Ravvisando nella fattispecie la sussistenza di esigenze unitarie tali da giustificare l’attrazione in sussidiarietà  di funzioni vertenti su una materia di competenza regionale concorrente, il Giudice delle leggi esclude la lesione degli artt. 117 e 118 Cost.
Ciononostante, la Corte dichiara l’illegittimità  costituzionale delle norme oggetto di giudizio nella parte in cui le stesse, in palese violazione del principio di leale collaborazione, non contemplano in alcun modo il coinvolgimento delle Regioni, né in fase di predisposizione del progetto strategico, né tantomeno in relazione alla realizzazione concreta sui singoli territori regionali degli specifici interventi attuativi previsti.

Il commento

La Corte costituzionale pone a fondamento dell’esame della normativa impugnata la riconducibilità  della stessa all’impegno assunto a livello europeo dallo Stato italiano a garantire, anche incentivando l’intervento del settore privato «sulla base del principio di sussidiarietà  orizzontale e di partenariato pubblico-privato » (co. 1), l’accesso universale alla rete internet.
Ed è proprio la considerazione dell’obiettivo della garanzia dell’accesso ad internet, quale ” nuovo diritto ” strumentale alla soddisfazione di altri diritti costituzionalmente riconosciuti (si pensi, solo a titolo di esempio, all’impatto della rete sulle libertà  di comunicazione e di manifestazione del pensiero, al libero accesso ai contenuti culturali o all’utilizzo di internet in ambito sanitario o nel settore della viabilità ) ad offrire alla Corte l’occasione di precisare la portata applicativa del principio di sussidiarietà  orizzontale evocato nelle disposizioni esaminate.
In primo luogo, nel convalidare l’avocazione al centro di competenze di spettanza regionale, la Corte mette al contempo in guardia dal considerare l’espresso riferimento al principio di sussidiarietà  orizzontale alla stregua di una forma di esonero dello Stato a fronte dell’intervento degli operatori privati.
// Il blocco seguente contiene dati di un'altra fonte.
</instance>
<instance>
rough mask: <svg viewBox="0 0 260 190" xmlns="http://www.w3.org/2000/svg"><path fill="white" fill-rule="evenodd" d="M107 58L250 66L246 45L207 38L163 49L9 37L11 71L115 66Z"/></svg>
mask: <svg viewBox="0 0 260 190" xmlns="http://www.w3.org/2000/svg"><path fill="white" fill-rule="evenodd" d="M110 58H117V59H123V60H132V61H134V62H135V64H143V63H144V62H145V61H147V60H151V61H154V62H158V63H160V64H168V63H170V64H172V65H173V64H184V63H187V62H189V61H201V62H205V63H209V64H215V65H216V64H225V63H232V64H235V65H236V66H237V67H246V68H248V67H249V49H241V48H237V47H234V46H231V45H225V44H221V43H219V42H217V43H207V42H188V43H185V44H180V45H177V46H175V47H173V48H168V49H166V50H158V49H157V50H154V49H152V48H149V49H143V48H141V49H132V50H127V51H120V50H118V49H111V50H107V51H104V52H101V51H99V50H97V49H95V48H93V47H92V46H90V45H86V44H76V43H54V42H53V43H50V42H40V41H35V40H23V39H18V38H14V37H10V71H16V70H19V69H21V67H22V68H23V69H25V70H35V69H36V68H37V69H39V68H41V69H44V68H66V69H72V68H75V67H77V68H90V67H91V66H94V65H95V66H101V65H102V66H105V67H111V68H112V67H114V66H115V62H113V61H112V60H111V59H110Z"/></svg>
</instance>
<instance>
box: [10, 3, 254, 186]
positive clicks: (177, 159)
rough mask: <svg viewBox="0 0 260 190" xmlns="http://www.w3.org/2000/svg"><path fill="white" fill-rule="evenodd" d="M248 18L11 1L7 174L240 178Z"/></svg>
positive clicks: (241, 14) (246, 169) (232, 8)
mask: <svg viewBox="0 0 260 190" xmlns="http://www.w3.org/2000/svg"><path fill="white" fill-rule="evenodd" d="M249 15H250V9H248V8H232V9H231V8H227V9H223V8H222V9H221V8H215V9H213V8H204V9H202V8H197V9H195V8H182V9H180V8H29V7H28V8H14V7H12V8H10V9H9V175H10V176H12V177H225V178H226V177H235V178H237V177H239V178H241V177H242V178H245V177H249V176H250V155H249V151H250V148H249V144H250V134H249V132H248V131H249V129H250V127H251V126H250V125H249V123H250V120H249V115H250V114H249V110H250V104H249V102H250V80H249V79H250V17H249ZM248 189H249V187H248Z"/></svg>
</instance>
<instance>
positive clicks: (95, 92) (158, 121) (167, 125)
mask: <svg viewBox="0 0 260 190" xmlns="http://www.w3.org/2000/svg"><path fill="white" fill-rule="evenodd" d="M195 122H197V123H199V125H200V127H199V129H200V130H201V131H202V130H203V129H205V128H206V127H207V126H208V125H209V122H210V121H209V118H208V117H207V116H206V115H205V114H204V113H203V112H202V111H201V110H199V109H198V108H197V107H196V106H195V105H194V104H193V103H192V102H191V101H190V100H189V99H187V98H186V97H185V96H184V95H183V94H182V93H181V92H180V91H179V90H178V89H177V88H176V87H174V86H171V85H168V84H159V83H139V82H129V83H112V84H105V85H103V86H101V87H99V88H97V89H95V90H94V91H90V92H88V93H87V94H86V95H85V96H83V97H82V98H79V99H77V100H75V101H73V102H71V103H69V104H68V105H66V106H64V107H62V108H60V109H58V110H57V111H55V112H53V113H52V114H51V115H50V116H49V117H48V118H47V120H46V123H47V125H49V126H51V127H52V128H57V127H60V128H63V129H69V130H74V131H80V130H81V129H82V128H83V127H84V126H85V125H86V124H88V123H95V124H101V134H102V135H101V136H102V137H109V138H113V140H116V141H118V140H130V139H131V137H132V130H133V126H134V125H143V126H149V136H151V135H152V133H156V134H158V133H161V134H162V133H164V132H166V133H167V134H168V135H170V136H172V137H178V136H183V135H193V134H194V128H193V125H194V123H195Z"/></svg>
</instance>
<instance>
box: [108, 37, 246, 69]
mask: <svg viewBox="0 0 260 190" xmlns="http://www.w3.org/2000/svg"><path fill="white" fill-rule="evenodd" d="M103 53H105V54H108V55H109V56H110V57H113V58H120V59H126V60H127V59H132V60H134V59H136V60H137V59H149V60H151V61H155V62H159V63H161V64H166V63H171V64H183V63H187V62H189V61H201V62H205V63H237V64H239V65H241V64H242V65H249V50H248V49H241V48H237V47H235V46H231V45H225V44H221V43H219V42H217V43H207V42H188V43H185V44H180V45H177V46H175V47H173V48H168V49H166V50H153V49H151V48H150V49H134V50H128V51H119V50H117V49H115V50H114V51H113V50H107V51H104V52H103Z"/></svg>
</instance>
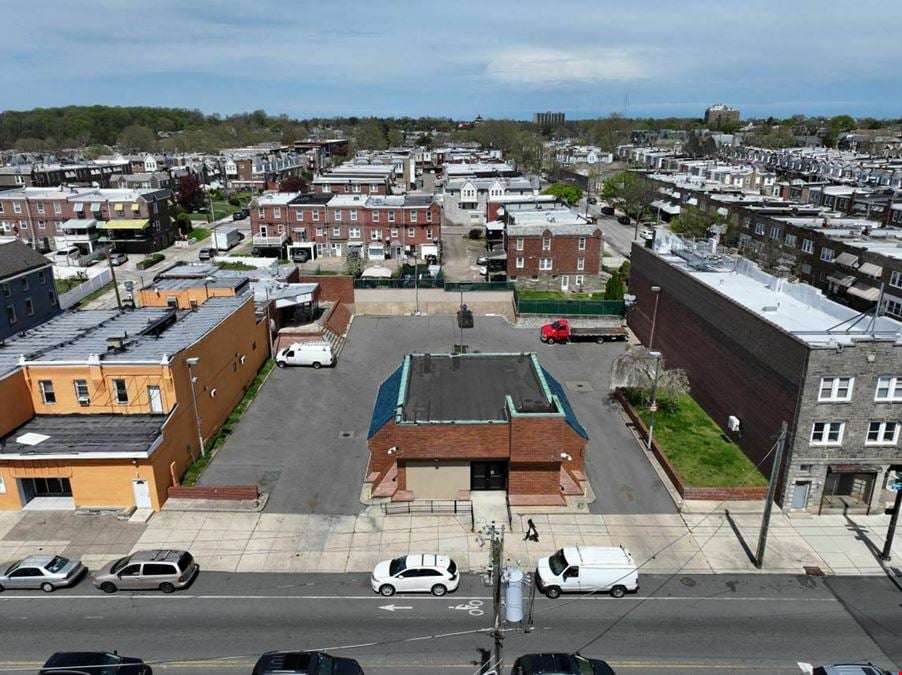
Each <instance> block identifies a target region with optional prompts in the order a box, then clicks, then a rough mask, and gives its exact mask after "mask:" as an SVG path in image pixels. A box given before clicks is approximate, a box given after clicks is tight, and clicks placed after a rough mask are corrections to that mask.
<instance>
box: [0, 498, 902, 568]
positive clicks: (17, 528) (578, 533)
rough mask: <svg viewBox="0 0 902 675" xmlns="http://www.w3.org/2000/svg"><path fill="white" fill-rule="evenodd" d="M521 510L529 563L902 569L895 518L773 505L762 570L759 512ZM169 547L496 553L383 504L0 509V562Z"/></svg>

Le caratteristiche strutturali della rete oggetto di disciplina e il carattere universale dell’obiettivo dell’accesso ad internet che la normativa persegue, impongono infatti di interpretare il richiamo al principio di sussidiarietà  orizzontale come una viva sollecitazione degli investimenti privati nel settore delle infrastrutture di telecomunicazione senza tuttavia mai «sollevare in alcun modo lo Stato dal compito di provvedere ».
In secondo luogo, subordinando la legittimità  dell’accentramento delle funzioni all’osservanza del principio di leale collaborazione con i livelli istituzionali esautorati, la decisione consente di individuare la stretta correlazione intercorrente tra le due declinazioni della sussidiarietà . Il principio che la Corte costituzionale dichiara violato esercita infatti una sorta di ” forza gravitazionale ” che,   compensando il carattere ascensionale tipico della sussidiarietà  verticale, si pone a presidio delle autonomie locali, e cioè dei livelli di governo in cui si esercita la sussidiarietà  orizzontalmente intesa.
In definitiva, la sentenza n. 163/2012 rende evidente come neppure la soddisfazione di diritti di nuova emersione possa prescindere da un esercizio condiviso delle funzioni, ovvero, come chiaramente dimostra il caso di specie, né dall’indefettibile funzione di coordinamento, mediazione e uniforme garanzia dei livelli prestazionali essenziali, tipica dello Stato, né dall’innegabile coinvolgimento delle autonomie territoriali e dei cittadini che in esse operano.